Uno de los axiomas que nos repiten a los historiadores
durante toda la carrera es que “la Historia Comienza en Sumer”. No es que haya
empezado a mezclar idiomas y que la Historia empiece en verano (a excepción de
la historia de este blog, que empezó un verano especialmente aburrido), es que
la escritura nace en Mesopotamia. Sin escritura no hay Historia, lo que hay es prehistoria.
Y a nadie le gustan un montón de
mancebos cubiertos de pieles y con nulas capacidades de expresión artística.
Allá por el 3000 a.C. (5000 años antes de la vida moderna)
Mesopotamia era un hervidero de cosas guays y tipos pintorescos. En esa zona
aparecieron las primeras sociedades estatales, entendiendo el estado como una
colaboración entre ciudadanos para crear una sociedad con roles especializados.

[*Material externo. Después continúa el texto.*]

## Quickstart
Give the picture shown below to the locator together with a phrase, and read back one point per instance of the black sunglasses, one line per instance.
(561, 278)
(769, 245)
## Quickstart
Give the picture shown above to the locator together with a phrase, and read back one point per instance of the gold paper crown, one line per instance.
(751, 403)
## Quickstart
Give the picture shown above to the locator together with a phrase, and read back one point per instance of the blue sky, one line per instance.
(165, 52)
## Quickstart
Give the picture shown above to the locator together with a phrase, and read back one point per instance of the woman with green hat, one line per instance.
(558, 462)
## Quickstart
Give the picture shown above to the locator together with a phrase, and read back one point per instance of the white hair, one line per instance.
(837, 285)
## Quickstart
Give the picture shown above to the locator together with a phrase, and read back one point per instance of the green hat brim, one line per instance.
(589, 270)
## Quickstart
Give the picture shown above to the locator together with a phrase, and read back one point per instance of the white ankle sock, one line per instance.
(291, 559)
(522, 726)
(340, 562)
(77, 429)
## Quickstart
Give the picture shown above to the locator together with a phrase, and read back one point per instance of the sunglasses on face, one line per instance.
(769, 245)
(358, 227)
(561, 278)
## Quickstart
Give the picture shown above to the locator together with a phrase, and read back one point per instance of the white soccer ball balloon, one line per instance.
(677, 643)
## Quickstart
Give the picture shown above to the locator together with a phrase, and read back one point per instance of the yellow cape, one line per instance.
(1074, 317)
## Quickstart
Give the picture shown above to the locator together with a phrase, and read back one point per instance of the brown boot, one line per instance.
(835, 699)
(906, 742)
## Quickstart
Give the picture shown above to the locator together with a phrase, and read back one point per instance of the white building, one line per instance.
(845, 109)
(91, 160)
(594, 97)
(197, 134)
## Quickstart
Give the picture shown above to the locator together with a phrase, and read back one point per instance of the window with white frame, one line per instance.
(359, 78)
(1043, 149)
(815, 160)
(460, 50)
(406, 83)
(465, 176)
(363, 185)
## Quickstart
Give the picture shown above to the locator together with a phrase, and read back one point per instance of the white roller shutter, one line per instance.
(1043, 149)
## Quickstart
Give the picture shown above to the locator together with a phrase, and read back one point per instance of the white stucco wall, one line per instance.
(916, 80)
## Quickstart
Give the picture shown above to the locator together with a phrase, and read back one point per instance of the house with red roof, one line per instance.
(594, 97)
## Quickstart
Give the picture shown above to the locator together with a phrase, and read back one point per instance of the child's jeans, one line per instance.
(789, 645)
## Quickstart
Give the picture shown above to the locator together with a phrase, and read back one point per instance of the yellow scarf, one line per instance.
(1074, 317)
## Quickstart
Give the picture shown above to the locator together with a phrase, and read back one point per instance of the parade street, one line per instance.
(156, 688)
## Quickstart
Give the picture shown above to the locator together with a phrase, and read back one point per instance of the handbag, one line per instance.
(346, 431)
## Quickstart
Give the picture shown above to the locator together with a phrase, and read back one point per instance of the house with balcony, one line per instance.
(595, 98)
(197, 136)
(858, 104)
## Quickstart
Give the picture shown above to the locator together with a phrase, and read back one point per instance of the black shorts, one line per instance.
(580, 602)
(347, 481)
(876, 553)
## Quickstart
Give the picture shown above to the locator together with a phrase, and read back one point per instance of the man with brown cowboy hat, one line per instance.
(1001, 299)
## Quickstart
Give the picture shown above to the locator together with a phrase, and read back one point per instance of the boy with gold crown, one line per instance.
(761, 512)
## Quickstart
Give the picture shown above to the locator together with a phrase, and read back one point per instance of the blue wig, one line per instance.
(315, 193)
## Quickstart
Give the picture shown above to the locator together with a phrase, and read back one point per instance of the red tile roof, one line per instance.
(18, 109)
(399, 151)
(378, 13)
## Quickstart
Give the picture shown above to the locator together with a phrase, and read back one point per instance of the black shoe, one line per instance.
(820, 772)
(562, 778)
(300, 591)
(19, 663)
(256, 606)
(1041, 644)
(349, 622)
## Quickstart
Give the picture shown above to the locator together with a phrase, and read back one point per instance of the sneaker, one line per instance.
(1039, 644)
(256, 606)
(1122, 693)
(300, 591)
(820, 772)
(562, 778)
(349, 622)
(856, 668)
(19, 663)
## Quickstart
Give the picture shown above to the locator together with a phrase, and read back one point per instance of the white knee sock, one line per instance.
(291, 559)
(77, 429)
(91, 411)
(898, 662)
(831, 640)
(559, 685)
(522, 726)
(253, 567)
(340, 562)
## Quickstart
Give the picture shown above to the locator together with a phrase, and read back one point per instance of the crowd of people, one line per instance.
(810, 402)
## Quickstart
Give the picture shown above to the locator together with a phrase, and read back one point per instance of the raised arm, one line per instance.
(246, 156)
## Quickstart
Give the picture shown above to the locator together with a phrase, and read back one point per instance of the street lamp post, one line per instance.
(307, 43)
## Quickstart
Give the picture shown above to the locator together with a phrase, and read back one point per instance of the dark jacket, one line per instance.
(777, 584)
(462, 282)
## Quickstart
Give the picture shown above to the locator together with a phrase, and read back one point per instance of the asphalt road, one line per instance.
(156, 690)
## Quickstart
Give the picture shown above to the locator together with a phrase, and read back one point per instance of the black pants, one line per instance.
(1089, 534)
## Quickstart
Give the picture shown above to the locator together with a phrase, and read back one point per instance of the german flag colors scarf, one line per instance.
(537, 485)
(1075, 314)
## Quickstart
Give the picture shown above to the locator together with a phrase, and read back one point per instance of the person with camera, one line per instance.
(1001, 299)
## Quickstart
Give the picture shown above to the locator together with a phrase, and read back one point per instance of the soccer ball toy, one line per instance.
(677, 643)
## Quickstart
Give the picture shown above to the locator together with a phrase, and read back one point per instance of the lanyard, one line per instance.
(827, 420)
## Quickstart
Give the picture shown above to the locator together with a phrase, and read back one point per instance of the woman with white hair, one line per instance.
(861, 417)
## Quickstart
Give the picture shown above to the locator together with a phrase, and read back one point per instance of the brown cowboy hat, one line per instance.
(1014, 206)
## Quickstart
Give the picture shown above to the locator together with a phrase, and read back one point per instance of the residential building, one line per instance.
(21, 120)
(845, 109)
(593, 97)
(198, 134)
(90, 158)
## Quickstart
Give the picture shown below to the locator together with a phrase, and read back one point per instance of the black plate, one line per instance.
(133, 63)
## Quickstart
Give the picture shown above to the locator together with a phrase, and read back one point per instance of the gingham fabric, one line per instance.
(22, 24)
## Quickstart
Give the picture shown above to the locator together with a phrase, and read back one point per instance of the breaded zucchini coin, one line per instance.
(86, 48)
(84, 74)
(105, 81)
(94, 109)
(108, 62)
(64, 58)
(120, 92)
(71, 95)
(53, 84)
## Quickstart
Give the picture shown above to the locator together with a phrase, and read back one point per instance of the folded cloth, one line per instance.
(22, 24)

Quizá estoy siendo demasiado farragoso, así que lo explicare de otra forma: en
una sociedad tribal, tú podías matar a tu vecino y quedarte con sus tierras y
lo máximo que podría ocurrir es que sus familiares directos clamaran venganza.
Con la creación del estado, no sólo podías defenderte de ataques de otros
individuos sino que podían imponer castigos legales.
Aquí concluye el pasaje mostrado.